Bernal Diaz(Conquest of Mexico) tells of how the Aztecs ate the sacrificial bodies of young Indians. He was not sure if Cortez’s men had also eaten them or not in the food prepared for them by the Aztecs. Montezuma did chow down on such sacrifices.
And lets not forget the remains of human meals found by archaeologists in the 4-Corners area of New Mexico and Colorado.
“Left haunch, the right haunch is the working haunch andmit is too tough.”
Old western script,
Jonathan Swift thought so but only Irish children ...
The solution to world hunger is for the hungry places to not farm like it’s still the bronze age.
We all have our limits. I won’t eat a progressive. It would make me nauseous.
Much world hunger is man made by corrupt governments.
We can have get-togethers to eat the people. They will be known as “Donner Parties.”
Way too fatty to be a healthy food.
Bwa ha.
It used to be that the underclass — those with no property or employment — would die of whatever, and take their bad genetic traits and cultural behaviors with them. Now we actually breed the lowest of the low. Until something changes, we are on a sure road to ruin.
Always heard the early whites in America oppressed the Native Americans.

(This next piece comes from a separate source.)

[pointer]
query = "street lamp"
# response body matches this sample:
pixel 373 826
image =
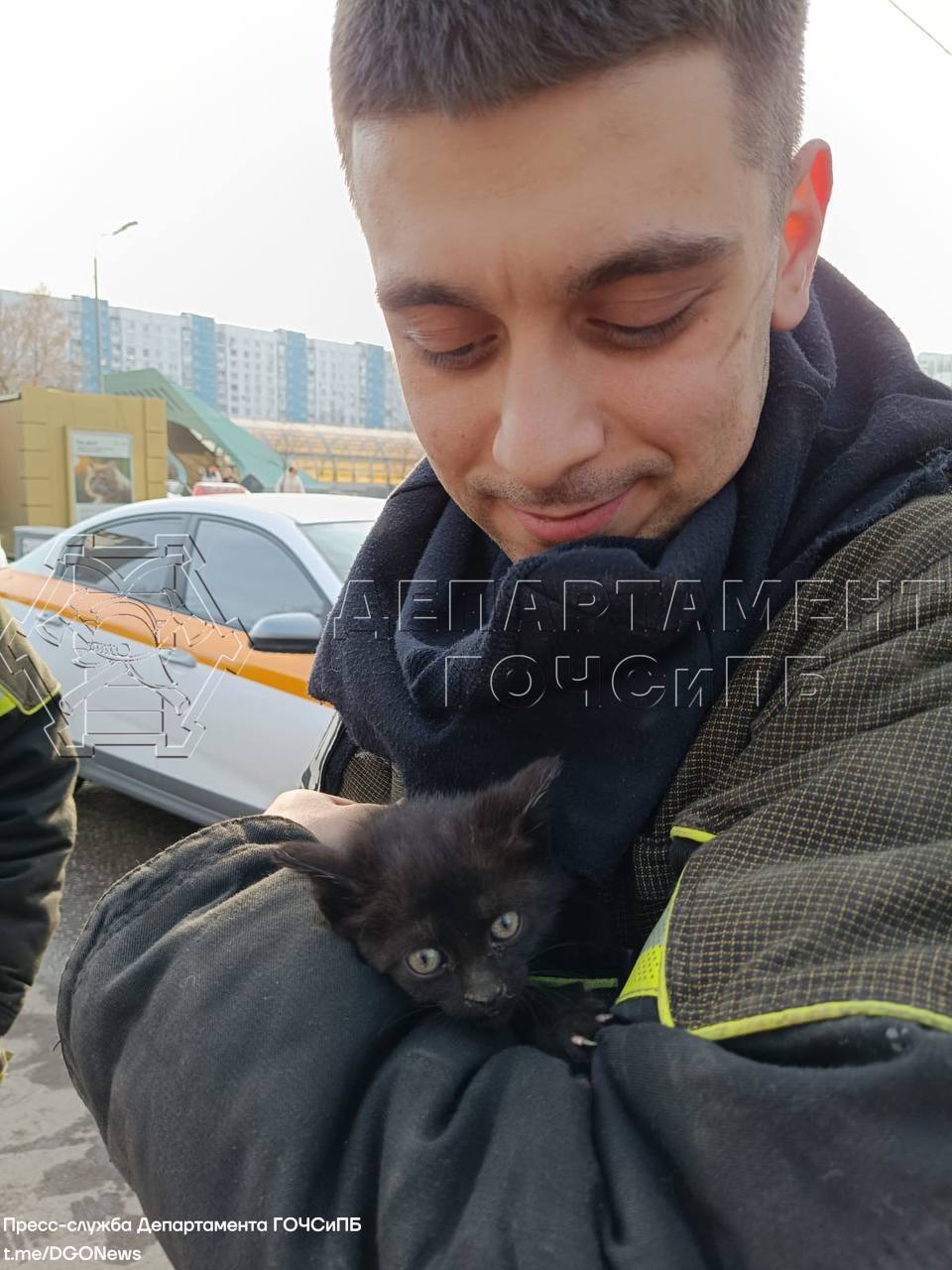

I say we brought them Christianity. Changed some of the bad ones to the better.
Wasn't our first Thanksgiving based on Native Americans helping out early American settlers at Plymouth Rock? (That was a major experiment in socialism prior to Thanksgiving. What an expected failure on steroid.)
Another interesting thing I've read about history and archaeology was even though Native Americans hadn't invented the wheel there was an archaeological dig in central America found a toy wheel barrel with a wheel. Where did it come from and why didn't it catch on?
That movie didn’t really come true this year.
How many women look like Leigh Taylor Young?
Unfortunately, corrupt governments are as ubiquitous as hunger.
As long as they got the grapefruits.
>>It comes in various colors, the best of which is the titular Soylent Green.
I’ve always been partial to titular myself.